Near the end of 2005, a friend called Mertlich with a job opportunity that would change his life and solidify Mertlich as the head coach he is today. LA Boxing was opening a gym in Orem, Utah and was looking for an MMA / Jiu-Jitsu coach. Mertlich interviewed for the job and was hired on the spot. After a couple years of coaching there, Throwdown opened up a gym next door and poached Mertlich to be their head trainer. Less than two years later, the gym changed its ownership and its name to The Pit Elevated, but retained Mertlich’s services.

To this day, Mertlich’s Four 7 Jiu-Jitsu and his outlook on life serves as the core values at The Pit Elevated and he will be the first to say it’s through the help of everyone around him that he has molded his fighting philosophy.

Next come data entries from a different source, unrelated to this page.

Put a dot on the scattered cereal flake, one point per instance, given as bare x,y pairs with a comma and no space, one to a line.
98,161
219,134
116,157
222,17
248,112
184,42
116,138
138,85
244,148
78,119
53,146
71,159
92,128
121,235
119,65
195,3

“I’m just a product of great people who have been around me,” Mertlich humbly asserts. “I’m not anything great or anything special. If I didn’t have an amazing wife or an amazing son, I wouldn’t have the support structure to do the things I do. If I didn’t have a great gym owner, I wouldn’t have the freedom to bring in some of the best coaches in the world like we did when we had [associate head coach of wrestling at Penn State University] Cody Sanderson, Cael’s brother, for a few weeks. It’s been amazing. The ownership has been very supportive. We just have a great team at the gym as far as the staff, great fighters, great amateurs, great students. And I’ve had great teachers coming up. I think the main thing that I would really want to convey is that I’m so grateful for all those people because I could not do this alone.”